The intervention study by Wang, Ertmer and Newby (2004) sought to test the effects of vicarious learning experiences and goal setting on pre-service teacher self-efficacy for integrating technology in the classroom. The intervention was a two hour lab session where one control and three experimental groups were asked to explore one or both of two technologies: VisionQuest and/or WebQuest. Specifically, the researchers posited that the teaching simulations provided in VisionQuest would serve as vicarious instructional experiences and that the goal-setting process in the WebQuest activity would both positively impact the pre-service teachers’ self-efficacy towards technology.

The methods used in this study included exploratory factor analysis (EFA) to establish the validity and reliability of the survey instrument and to identify any latent variables. The results of the EFA showed that the survey questions connected with two constructs: external factors that influence a teacher’s self efficacy towards technology, and the teacher’s self-perceptions of his/her technology capabilities. Once the instrument was determined to be valid and reliable, the researchers collected pretest / posttest data and then used ANOVA for comparing group differences. The results show that while vicarious learning experiences and goal setting had individually contributed to pre-service teacher self-efficacy, the combined effects of both variables yielded the largest difference. The researchers call for replicated studies that allow for a longer treatment period and that include participants from different teacher education programs.

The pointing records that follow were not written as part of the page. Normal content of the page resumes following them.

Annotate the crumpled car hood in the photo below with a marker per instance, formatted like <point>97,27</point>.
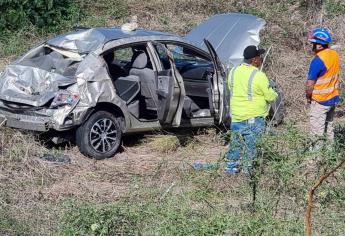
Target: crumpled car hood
<point>35,80</point>
<point>229,34</point>
<point>30,86</point>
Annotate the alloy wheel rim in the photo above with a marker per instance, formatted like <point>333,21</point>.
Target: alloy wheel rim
<point>103,135</point>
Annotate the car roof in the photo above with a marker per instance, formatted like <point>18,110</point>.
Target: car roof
<point>87,40</point>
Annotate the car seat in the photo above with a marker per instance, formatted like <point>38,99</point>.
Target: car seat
<point>147,80</point>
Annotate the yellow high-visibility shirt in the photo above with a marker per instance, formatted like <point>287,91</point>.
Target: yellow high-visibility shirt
<point>250,93</point>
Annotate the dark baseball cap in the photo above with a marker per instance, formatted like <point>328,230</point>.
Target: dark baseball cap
<point>252,51</point>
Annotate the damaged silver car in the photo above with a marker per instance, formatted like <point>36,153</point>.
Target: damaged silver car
<point>106,82</point>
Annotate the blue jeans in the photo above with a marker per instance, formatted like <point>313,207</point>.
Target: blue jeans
<point>244,136</point>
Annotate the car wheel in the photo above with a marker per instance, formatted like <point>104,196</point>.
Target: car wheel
<point>100,136</point>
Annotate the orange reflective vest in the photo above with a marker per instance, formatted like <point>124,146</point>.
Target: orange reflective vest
<point>327,86</point>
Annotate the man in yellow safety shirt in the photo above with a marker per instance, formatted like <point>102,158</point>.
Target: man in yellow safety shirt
<point>322,87</point>
<point>250,95</point>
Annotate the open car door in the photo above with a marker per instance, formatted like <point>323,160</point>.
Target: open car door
<point>170,90</point>
<point>217,84</point>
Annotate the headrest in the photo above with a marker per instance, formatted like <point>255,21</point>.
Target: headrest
<point>140,61</point>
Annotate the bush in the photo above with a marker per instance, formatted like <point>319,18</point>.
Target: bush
<point>41,13</point>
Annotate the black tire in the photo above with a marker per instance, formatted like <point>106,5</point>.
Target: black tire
<point>100,136</point>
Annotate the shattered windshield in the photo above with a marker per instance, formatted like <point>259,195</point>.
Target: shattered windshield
<point>52,60</point>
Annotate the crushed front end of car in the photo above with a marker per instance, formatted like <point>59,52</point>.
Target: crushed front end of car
<point>39,91</point>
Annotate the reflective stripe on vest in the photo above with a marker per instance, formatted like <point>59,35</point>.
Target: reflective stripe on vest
<point>324,81</point>
<point>250,83</point>
<point>326,90</point>
<point>232,81</point>
<point>326,86</point>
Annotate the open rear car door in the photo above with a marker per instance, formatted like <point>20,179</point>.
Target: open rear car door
<point>170,90</point>
<point>217,84</point>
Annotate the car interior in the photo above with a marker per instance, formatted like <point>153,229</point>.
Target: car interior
<point>134,78</point>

The present study draws upon the previous research in order to investigate the effects of technology training on the self-efficacy of pre-service world language teachers. Due to the growing interest in the use of teacher web pages and web blogs in classroom instruction, the researcher chose an intervention that focuses on macromedia training. Although there is a need to investigate the effectiveness of these technologies on student achievement, the objectives for this study are directed toward pre-service teacher training.

Research Questions

This study specifically sought to answer the following research questions:

1. Do the survey items capture the two latent variables (external influences and self-perceptions of technology capabilities) that are associated with pre-service teacher self-efficacy?

2. Do external influences and self-perceptions of technology capabilities capture the pre-service teacher’s self-efficacy towards the use of technology in the class room?

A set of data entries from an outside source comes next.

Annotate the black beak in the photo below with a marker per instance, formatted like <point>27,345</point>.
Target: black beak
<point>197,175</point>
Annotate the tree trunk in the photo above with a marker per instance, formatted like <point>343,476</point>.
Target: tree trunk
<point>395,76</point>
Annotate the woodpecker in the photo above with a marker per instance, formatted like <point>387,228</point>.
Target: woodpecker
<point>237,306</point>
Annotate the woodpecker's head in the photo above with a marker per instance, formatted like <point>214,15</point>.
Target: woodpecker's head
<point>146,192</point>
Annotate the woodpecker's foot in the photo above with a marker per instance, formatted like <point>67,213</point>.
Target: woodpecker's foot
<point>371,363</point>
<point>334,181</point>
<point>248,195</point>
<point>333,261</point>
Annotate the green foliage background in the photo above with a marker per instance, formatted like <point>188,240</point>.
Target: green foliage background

3. Does macromedia training have an effect on a pre-service teacher’s self efficacy towards using technology in the classroom? That is to say, is there a difference from pretest to posttest in the self-efficacy of pre-service world language teachers toward the use of technology in the classroom?

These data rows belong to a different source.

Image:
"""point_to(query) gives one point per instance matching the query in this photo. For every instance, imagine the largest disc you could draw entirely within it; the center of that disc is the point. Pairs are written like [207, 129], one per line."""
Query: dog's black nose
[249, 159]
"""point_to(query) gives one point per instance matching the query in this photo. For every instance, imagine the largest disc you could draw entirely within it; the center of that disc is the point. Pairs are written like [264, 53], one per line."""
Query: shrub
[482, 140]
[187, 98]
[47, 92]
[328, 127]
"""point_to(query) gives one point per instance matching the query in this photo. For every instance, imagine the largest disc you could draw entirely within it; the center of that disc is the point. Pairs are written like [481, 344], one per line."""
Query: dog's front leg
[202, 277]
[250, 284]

4. Do prior technology skills have an effect on differences in pre-service teacher self-efficacy (from pretest to posttest)?

Methods

Design

This study is a quasi-experimental between-groups design. The participants were pre-service world language teachers in attendance at either a national or regional conference for world language educators. As part of the conference, the pre-service teachers were given the choice to attend one of the two workshops on macromedia training. The first workshop was a 4-hour overview of current instructional technologies used in the world language classroom. The second workshop was an 8-hour hands-on training session that took place over two days. Attendees of the 8-hour workshop were able to practice creating a web page using DreamWeaver and a web blog using .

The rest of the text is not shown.